Super Bowl XLII however was an awesome game, hats off to the Giants for shocking the idiots in the media by playing David to New England’s Goliath. They played one hell of a game and that defense rolled over the hapless Pats offensive more easily than the Bush-Cheney junta does over the perennially feckless Democratic Congress. At least I was half right about the game when I said:
A Patriots loss may be phenomenal and the story of the century to the media but to even the casual, serious NFL fan it really wouldn’t be a surprise at all. Hell, it’s not like New England has been playing dominant ball the last month or so and were given all that they could handle by a hobbled San Diego Charger team coached by Norv fucking Turner for Christ’s sake to even get to the Super Bowl this year. The 2007 version of the “Greatest Show on Turf” has been downright ordinary since rolling the hapless Buffalo Bills by 46 points back in November. The unbeaten streak may be nice (and I am actually hoping that they cap it off just for the sake of shutting up all of those classless motherfuckers on the 72 Dolphins once and for all) but it is only intact because A.J. Feely finally remembered who he was and the Baltimore Ravens punk mentality combined with the refs for an assisted suicide that was worthy of Dr. Jack Kervorkian so all of that bullshit about the 18-0 juggernaut is just that – bullshit. As the maxim goes in regards to the NFL on any given Sunday…
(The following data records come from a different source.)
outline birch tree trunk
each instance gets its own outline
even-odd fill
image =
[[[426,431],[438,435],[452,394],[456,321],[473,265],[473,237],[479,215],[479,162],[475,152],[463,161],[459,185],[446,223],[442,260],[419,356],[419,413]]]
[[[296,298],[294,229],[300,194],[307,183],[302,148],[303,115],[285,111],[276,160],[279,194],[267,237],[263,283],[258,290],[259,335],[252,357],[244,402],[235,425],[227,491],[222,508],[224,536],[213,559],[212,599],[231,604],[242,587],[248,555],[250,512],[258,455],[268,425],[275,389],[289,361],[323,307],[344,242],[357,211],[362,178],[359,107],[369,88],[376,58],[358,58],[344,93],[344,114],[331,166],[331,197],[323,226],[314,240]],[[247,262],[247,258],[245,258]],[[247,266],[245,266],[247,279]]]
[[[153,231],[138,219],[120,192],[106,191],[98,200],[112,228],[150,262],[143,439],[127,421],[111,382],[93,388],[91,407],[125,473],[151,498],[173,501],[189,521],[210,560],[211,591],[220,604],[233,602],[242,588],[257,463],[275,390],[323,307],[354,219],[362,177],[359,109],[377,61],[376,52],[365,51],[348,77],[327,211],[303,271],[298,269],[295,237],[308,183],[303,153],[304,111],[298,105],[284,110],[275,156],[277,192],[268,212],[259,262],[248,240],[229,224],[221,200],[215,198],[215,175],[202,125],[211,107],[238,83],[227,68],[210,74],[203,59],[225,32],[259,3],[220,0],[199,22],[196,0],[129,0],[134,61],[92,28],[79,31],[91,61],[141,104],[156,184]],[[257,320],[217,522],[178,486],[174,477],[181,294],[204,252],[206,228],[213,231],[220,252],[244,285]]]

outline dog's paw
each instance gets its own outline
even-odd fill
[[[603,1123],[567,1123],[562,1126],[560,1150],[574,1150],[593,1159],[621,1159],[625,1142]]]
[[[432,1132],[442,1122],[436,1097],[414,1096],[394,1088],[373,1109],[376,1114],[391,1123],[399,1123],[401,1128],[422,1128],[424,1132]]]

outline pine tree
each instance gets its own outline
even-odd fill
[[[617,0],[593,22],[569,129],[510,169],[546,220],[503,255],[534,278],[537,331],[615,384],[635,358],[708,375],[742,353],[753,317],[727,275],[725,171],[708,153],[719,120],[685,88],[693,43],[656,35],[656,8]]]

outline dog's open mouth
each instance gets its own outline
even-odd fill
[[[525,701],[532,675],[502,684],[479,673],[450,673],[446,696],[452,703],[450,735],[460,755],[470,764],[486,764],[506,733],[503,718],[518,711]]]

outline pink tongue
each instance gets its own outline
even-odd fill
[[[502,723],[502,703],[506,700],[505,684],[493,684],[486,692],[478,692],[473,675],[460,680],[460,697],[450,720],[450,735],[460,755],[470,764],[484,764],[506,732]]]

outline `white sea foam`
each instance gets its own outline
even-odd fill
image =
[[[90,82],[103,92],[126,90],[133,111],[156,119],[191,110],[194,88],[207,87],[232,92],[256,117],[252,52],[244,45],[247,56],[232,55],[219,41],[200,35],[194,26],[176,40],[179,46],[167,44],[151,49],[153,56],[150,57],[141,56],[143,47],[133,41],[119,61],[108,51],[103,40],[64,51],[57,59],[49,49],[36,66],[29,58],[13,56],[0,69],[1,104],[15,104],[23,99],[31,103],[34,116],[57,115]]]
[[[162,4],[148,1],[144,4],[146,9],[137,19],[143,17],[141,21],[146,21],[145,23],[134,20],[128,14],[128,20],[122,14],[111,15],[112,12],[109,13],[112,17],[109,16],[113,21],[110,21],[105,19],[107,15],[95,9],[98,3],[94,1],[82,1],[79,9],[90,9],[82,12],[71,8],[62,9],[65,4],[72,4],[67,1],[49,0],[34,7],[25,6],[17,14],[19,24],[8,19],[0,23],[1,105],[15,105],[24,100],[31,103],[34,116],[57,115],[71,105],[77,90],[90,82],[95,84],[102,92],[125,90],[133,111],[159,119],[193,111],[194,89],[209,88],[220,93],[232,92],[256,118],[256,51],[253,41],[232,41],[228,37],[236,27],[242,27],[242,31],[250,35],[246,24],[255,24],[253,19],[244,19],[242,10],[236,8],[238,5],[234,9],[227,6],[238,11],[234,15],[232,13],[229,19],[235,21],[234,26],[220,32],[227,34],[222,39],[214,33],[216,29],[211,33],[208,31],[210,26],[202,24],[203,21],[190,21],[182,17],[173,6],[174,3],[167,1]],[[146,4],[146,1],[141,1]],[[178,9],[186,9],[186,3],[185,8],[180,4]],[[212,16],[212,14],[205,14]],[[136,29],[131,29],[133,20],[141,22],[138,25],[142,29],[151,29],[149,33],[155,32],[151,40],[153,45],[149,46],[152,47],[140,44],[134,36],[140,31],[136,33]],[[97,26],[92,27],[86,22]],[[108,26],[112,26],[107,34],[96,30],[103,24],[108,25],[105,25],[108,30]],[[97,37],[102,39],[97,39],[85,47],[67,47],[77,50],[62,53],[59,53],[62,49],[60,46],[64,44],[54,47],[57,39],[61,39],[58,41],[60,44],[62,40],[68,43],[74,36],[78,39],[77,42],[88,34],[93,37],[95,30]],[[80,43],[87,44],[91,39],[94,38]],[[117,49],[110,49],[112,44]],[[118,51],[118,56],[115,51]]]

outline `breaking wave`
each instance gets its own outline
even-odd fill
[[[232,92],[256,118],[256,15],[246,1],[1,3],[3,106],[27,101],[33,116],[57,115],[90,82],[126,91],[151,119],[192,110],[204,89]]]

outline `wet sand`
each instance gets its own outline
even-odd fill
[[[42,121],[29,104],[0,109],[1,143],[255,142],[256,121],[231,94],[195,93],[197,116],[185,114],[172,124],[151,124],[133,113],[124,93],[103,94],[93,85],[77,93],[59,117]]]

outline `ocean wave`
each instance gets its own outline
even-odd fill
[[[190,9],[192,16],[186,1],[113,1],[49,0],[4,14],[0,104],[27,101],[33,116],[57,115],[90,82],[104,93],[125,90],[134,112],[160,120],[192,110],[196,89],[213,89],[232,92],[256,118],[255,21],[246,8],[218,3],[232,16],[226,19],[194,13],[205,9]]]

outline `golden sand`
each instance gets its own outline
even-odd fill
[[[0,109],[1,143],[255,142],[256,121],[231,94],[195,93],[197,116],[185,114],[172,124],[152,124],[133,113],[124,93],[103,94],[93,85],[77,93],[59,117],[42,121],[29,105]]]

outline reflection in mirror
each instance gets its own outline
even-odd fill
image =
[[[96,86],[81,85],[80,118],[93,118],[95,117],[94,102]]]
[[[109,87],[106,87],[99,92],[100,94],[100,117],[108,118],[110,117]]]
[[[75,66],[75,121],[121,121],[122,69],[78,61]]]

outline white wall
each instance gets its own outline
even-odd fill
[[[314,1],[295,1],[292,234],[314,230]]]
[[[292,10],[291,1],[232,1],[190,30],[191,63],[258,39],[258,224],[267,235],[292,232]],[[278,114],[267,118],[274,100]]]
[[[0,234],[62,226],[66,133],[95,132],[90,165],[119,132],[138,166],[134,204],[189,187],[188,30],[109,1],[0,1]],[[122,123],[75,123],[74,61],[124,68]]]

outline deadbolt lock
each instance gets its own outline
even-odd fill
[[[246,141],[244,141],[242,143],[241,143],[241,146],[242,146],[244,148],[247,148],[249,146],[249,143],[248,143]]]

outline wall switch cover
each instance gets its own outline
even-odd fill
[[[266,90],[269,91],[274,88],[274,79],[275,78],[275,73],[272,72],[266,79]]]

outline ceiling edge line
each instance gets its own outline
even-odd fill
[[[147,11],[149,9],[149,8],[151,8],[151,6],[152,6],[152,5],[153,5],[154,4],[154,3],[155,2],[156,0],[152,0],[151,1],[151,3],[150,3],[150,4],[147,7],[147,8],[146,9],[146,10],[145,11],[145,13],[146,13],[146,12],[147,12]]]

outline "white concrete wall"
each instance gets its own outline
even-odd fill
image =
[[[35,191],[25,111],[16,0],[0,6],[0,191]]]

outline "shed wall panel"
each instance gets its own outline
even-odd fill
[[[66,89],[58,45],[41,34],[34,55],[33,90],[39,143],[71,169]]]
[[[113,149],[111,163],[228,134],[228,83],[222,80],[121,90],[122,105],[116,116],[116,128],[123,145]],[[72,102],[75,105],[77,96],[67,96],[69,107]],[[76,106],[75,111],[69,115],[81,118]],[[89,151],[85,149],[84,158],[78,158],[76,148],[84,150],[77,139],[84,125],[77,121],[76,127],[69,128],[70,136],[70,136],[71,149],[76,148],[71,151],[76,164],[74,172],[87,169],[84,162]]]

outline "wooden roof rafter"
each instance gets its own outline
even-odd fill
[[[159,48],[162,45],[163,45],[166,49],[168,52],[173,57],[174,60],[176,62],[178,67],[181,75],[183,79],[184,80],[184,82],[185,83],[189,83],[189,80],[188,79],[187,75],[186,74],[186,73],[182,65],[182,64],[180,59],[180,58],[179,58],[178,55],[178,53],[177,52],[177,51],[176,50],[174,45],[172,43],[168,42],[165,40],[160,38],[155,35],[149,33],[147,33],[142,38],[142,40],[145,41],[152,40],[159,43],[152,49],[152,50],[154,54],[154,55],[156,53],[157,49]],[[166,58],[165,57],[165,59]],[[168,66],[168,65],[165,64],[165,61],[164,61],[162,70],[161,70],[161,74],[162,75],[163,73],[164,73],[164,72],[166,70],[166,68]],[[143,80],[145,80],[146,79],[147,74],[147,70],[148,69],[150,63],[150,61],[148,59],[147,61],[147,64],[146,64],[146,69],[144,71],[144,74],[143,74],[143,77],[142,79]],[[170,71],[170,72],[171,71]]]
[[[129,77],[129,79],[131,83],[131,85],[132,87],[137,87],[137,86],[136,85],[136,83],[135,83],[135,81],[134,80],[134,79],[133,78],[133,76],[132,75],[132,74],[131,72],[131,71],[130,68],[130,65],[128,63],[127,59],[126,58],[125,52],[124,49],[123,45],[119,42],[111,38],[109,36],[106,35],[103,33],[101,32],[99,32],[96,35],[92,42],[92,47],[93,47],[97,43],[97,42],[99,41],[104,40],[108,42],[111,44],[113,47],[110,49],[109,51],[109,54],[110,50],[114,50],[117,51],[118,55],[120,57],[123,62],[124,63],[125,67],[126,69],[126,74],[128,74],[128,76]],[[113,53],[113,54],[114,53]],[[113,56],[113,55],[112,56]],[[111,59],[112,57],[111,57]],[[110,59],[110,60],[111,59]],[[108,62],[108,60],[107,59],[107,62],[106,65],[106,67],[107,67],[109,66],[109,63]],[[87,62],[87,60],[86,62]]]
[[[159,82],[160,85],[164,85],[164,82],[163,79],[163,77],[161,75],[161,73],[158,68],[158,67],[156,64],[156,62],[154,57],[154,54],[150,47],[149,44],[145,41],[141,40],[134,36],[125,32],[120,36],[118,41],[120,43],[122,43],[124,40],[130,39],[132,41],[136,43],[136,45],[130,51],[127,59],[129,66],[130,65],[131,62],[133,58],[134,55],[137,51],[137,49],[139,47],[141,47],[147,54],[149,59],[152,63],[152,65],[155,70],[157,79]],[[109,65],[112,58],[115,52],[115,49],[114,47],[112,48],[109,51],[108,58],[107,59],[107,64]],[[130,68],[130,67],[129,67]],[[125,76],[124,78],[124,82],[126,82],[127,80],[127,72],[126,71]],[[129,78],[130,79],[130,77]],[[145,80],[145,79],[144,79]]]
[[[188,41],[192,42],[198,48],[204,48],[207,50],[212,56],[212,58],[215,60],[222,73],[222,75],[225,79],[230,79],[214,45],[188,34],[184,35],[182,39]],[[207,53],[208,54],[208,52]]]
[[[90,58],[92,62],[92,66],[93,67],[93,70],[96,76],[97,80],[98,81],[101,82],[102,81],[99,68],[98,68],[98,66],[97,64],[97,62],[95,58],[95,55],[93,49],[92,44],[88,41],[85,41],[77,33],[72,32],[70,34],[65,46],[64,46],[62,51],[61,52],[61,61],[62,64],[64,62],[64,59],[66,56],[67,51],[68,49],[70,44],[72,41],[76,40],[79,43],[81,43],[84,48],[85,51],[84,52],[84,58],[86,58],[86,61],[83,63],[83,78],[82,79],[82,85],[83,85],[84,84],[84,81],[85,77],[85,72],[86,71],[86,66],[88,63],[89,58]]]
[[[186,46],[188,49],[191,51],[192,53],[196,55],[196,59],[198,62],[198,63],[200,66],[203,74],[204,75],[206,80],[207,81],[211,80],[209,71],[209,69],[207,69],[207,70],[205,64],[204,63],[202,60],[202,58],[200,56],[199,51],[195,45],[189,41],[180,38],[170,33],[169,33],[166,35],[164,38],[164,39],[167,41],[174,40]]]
The Patriots are definitely beatable what remains to be seen is whether the New York Giants are the team to finally put the spear through the dream season.
Well the 1972 Miami Dolphins are still perfect assholes, there is no such thing as a sure thing when it comes to sports and Bill Belichick is still a classless douchebag; I mean what the fuck was that with walking off the field before the final gun had sounded? If you look up sore loser in the dictionary it should now have a picture of the scowling Belichick in his Unabomber style hoodie next to it. I don’t know what puts the giant bug up Belichick’s ass, after all he already has five rings and his three wins without the vastly overrated media creation that is Bill Parcells and the legend of the Big Tuna as the second coming of Vince Fucking Lombardi has pretty much been debunked no matter how hard that the jackasses in the corporate sports punditry try to peddle their storylines. I guess that he is just a total fucking prick when it really comes down to it.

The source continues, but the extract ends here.